The panel described racism as akin to child abuse. We tell victims not to talk about it. How many Black youth don’t tell family about the police stops, frisking or intimidation exercised by police? A chronically, physically abused child or woman flinches when a man raises his arm, she in readiness to be hit. An officer’s hand reaches towards his holster…what will happen? Just as a child or woman becomes hyper-vigilant, noting the smallest physical movement that might indicate a change in mood and potential abuse. So a Black youth watches the gait or eye movement of an officer to gauge how distrustful the officer is of the youth on the street, ready to what? Run out of fear? Stay and wonder what will happen? And the trauma continues; trauma is about loss of power.
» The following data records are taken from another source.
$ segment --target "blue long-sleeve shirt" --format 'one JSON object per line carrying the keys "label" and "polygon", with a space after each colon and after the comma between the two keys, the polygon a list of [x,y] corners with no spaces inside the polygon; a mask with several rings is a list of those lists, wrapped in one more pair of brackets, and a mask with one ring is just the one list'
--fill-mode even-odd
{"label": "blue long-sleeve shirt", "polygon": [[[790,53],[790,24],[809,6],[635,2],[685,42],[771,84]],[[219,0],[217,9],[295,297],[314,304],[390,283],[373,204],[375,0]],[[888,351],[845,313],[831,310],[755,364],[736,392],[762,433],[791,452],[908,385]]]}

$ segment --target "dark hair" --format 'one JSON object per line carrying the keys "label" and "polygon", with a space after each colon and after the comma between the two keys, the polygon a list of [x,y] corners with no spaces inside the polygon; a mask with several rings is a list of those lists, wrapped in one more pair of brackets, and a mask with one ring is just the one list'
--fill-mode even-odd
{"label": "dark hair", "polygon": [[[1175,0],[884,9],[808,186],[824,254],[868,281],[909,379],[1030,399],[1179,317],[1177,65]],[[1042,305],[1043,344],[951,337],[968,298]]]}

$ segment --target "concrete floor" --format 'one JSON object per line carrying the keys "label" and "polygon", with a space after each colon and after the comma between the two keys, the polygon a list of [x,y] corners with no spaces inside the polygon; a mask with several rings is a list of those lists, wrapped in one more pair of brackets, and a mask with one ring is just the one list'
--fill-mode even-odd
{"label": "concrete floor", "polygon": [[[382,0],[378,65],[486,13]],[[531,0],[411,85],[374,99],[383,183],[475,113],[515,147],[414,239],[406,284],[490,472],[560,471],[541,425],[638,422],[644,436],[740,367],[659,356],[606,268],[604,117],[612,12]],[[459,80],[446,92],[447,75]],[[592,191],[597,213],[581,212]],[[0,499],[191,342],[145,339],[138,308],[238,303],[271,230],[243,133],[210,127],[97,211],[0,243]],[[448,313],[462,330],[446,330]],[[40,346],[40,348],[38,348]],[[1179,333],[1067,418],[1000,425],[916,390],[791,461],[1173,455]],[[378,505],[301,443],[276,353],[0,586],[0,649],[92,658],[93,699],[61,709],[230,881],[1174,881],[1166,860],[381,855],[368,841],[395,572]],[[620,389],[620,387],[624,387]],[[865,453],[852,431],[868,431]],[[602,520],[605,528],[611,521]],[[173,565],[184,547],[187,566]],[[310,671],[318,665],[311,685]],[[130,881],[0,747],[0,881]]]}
Child abuse and racism have become embedded in our public and private systems and values. The systems continue because someone benefits from perpetuating the behavior. Unfortunately, people of color are punished collectively, by race, while whites are punished by individual crime. I’m left asking myself: what are my assumptions? How do I help stop the trauma? This “View” is admittedly incomplete. We need to look at the role of policing and the methods we use to police our housing, employment, correctional systems, and schools. We need to look within ourselves.

As a white person, how do I perpetuate this power that causes trauma and injustice? Do I condone by my silence? What are my inner feelings and outer reactions on the subject of race? Am I willing to shine the light on the traumas and injustices of racism? What do my neighbors of color ask of me?